What Is Indicative Net Asset Value (iNAV)?

Let me explain what indicative net asset value, or iNAV, really is. It's a way to measure the intraday net asset value (NAV) of an investment, and it's reported about every 15 seconds. This gives you, as an investor, a solid sense of the investment's value right through the trading day.

Understanding Indicative Net Asset Value (iNAV)

You should know that the iNAV gets reported by a calculation agent, which is usually the exchange where the investment trades. It applies to both closed-end mutual funds and exchange-traded funds (ETFs). The iNAV follows the same method as the fund's accounting NAV. The agent takes the established prices of all securities in the portfolio to figure out the total asset value, subtracts the fund's liabilities, and divides the rest by the number of shares. These agents have access to the fund data to generate this iNAV every 15 seconds all day long. Sometimes, the iNAV even gets its own ticker symbol so you can track it easily.

Indicative Net Asset Value (iNAV) vs. Net Asset Value (NAV)

Here's how iNAV stacks up against the standard NAV. The iNAV acts as a tool to keep funds trading close to their true value. With updates every 15 seconds, it gives you a nearly real-time look at the fund's worth. This reporting helps avoid big premiums or discounts in trading. Closed-end funds and ETFs have to calculate NAVs because they're mutual fund investments under the Investment Company Act of 1940. They figure out a daily NAV, but these funds trade on the open market like stocks, with deals happening at market prices. The accounting NAV comes from their registered status and is an SEC requirement. It's calculated at the end of each trading day.

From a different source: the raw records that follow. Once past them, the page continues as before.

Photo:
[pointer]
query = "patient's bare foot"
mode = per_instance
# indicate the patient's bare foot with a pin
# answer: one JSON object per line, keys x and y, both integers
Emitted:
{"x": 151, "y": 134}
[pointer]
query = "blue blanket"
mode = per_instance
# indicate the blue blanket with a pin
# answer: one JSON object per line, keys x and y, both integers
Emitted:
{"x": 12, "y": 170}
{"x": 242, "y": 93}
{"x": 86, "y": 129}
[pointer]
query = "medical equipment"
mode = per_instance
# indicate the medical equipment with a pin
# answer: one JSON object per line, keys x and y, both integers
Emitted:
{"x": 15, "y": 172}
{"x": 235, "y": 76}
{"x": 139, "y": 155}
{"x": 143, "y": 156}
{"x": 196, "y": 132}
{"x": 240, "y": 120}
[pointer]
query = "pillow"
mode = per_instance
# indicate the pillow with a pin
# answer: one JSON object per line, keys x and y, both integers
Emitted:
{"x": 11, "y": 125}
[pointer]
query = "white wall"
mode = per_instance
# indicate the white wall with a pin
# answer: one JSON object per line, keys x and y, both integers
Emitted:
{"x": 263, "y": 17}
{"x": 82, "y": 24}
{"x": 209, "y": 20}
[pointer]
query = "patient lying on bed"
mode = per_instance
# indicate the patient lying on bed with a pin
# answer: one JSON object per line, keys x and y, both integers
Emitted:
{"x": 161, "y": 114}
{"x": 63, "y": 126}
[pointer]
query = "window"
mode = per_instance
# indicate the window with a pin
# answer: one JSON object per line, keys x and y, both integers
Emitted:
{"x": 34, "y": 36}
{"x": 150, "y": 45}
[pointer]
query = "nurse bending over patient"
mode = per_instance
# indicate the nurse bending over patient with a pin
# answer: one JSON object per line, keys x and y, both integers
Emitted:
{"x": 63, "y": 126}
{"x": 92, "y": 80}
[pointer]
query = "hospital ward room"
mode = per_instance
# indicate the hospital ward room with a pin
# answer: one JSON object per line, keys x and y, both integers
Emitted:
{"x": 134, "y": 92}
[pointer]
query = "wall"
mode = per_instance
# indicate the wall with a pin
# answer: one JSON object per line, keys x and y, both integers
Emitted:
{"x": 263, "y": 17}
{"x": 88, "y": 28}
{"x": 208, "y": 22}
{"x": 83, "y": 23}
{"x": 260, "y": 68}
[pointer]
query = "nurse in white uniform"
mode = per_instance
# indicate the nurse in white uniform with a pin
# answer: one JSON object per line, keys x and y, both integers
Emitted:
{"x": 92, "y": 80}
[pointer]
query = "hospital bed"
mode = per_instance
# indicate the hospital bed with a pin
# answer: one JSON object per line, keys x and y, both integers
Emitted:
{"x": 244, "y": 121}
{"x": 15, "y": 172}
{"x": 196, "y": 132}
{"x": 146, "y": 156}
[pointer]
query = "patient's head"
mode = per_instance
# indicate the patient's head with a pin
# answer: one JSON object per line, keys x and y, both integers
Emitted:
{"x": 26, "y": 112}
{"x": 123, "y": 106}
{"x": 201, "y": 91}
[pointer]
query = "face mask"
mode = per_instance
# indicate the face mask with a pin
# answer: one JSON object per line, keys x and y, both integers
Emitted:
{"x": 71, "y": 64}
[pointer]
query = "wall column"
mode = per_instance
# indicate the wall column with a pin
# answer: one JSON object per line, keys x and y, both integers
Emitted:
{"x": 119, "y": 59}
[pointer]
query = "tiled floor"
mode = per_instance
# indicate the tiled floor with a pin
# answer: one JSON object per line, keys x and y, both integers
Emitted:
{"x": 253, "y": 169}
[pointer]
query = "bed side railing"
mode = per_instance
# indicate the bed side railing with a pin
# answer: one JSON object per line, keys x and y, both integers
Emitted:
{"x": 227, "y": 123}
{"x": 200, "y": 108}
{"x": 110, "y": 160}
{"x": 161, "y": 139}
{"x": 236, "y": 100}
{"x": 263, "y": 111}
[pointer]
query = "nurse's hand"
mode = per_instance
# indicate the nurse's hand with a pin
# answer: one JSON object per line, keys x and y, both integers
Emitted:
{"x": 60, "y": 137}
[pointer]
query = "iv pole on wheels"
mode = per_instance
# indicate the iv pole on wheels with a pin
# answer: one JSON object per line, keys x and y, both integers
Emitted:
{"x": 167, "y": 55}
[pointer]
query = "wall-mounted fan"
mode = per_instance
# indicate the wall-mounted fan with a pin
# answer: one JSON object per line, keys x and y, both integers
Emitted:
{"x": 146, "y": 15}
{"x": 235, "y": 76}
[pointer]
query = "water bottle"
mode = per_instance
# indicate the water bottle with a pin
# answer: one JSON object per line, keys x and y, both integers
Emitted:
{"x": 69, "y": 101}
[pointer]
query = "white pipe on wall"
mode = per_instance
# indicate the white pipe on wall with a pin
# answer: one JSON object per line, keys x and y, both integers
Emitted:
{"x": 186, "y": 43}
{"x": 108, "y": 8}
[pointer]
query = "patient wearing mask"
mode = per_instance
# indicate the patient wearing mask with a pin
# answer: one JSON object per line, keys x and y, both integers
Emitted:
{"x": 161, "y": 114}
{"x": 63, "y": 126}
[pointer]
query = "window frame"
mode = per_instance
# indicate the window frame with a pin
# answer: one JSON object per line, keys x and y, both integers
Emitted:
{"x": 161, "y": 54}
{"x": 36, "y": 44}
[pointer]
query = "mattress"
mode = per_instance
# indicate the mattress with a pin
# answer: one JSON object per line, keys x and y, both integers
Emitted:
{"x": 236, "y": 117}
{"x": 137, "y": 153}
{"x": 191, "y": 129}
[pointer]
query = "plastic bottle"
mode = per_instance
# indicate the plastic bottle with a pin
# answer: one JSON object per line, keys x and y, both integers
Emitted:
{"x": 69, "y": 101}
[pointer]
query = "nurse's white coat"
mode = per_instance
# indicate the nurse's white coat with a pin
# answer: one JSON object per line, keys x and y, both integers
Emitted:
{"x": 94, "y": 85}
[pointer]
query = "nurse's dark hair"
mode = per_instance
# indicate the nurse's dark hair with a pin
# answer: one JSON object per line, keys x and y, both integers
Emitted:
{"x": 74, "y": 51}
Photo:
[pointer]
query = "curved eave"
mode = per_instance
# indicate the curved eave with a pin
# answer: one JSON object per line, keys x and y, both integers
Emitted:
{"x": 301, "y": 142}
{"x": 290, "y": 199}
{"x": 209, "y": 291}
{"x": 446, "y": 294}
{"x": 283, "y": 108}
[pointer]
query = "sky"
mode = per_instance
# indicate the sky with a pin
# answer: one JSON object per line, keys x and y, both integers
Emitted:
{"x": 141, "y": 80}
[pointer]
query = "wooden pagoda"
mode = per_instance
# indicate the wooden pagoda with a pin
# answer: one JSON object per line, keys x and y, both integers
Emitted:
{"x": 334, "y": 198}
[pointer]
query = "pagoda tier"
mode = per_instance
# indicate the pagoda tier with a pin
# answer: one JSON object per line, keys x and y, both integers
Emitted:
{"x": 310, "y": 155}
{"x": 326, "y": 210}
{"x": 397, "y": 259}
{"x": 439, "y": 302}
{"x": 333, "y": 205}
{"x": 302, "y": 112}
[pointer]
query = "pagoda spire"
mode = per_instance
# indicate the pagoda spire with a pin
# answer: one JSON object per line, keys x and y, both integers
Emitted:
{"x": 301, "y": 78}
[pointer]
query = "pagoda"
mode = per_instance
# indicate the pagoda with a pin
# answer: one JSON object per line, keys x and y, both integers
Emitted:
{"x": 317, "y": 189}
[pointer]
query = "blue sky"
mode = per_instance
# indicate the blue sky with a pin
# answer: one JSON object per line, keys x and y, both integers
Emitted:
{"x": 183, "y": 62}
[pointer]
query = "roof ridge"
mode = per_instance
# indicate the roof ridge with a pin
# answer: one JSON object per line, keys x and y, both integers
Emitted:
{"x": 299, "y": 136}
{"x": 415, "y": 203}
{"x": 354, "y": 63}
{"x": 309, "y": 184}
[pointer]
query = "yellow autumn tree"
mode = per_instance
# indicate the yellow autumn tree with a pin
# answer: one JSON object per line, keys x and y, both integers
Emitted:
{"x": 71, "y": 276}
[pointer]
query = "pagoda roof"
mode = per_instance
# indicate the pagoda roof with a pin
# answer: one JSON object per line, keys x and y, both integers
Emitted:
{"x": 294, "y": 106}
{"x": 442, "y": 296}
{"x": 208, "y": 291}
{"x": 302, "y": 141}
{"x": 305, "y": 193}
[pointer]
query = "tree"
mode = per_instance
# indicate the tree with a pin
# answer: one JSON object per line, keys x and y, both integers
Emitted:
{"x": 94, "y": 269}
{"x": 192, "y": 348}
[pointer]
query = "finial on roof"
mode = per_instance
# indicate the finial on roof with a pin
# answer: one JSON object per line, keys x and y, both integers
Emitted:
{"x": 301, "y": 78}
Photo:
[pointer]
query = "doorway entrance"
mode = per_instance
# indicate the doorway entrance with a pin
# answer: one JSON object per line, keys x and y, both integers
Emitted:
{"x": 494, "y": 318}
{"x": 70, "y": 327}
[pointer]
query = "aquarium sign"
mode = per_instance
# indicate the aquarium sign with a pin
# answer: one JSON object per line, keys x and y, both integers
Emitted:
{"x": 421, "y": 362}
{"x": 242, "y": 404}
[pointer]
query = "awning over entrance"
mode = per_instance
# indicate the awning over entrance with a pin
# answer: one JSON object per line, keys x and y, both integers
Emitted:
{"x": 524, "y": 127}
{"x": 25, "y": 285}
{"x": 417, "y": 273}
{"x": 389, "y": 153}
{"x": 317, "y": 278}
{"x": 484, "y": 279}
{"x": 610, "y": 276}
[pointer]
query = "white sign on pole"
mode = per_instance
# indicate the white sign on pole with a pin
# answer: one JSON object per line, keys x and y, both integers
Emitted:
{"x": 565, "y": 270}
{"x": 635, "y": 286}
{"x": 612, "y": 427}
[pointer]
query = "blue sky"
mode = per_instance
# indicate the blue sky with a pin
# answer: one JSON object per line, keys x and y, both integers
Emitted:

Special Considerations: Premiums and Discounts

Now, let's talk about premiums and discounts. Since closed-end funds and ETFs trade on exchanges, they often trade at a premium or discount to their NAV. The iNAV helps keep trading closer to the accounting value, though deviations can still happen. These premiums and discounts occur for various reasons and can be consistent trends for many funds. A premium might show up when investors are optimistic about the fund's holdings or its management. Discounts usually appear when investors are pessimistic about the fund or doubt the management. Factors like supply, demand, and the timing of market reports can also influence the fund's trading price on the exchange.

Key Takeaways

  • Indicative net asset value (iNAV) measures the intraday net asset value (NAV) of an investment.
  • iNAV is reported approximately every 15 seconds by a calculation agent, typically the exchange where the investment trades.
  • iNAV can be reported for both closed-end mutual funds and exchange-traded funds (ETFs).
  • To calculate iNAV, the agent uses the prices of all portfolio securities to get total assets, subtracts liabilities, and divides by the number of shares.